A signal detection method for detecting a signal similar to a reference signal from an input signal,
The reference feature calculation means of the signal detection device extracts the reference feature from the input reference signal,
The reference feature normalization means of the signal detection device calculates a reference normalization feature by performing a normalization process based on the reference feature,
The learning means of the signal detection device reads a learning signal indicating an original signal having no characteristic distortion and a distortion signal obtained by adding the characteristic distortion to the original signal, and using the learning signal, an input feature calculation means and an input feature A plurality of signal pairs in a predetermined section of the normalized feature of the learning signal obtained by executing the same processing as the processing used by the normalizing means on the learning signal is evaluated, and the interclass variance of the signal pair is evaluated.
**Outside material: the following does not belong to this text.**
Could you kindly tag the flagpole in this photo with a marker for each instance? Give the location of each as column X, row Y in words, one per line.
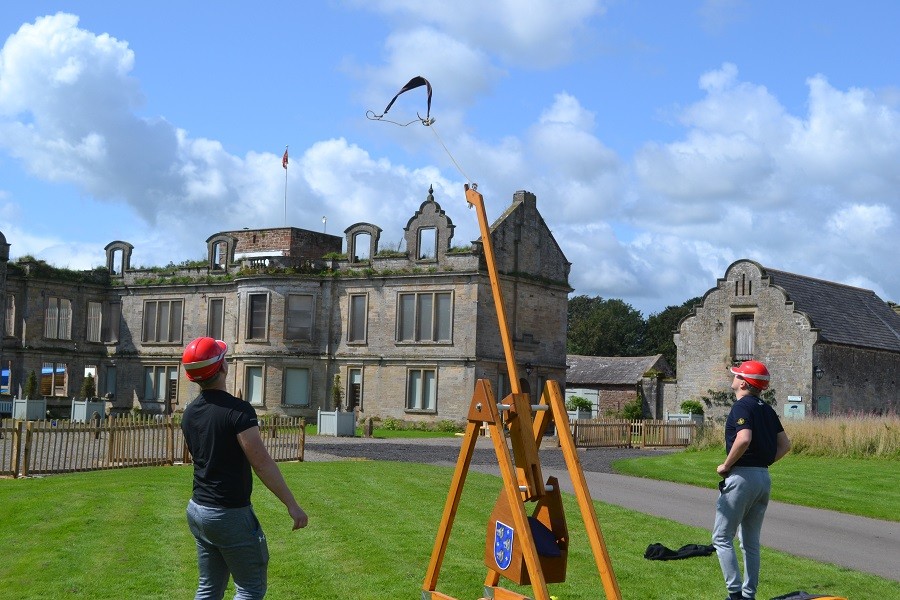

When the function is used, the conversion coefficient that maximizes the evaluation function is obtained,
The reference feature conversion means of the signal detection device linearly converts the reference normalized feature using the conversion coefficient obtained by the learning means,
The input feature calculation means of the signal detection device extracts the input feature from the input signal,
The input feature normalization means of the signal detection device calculates an input normalization feature by performing normalization processing based on the input feature,
The input feature conversion unit of the signal detection device linearly converts the input normalized feature using the conversion coefficient obtained by the learning unit,
The post-conversion input normalization in the collation section set on the input normalization feature (hereinafter referred to as post-conversion input normalization feature) after the feature collation means of the signal detection device is linearly transformed by the input feature conversion means The similarity between the feature and the reference normalized feature that has been linearly converted by the reference feature conversion means (hereinafter referred to as the converted reference normalized feature) is calculated, and a search result is output based on the calculated similarity. And a signal detection method.

The conversion coefficient obtained by maximizing the evaluation function is

The signal detection method according to claim 7, wherein the signal detection method is generated using an eigenvector obtained from the following.

A signal detection program for causing a computer to execute the signal detection apparatus according to claim 1.

A computer-readable recording medium storing the signal detection program according to claim 9.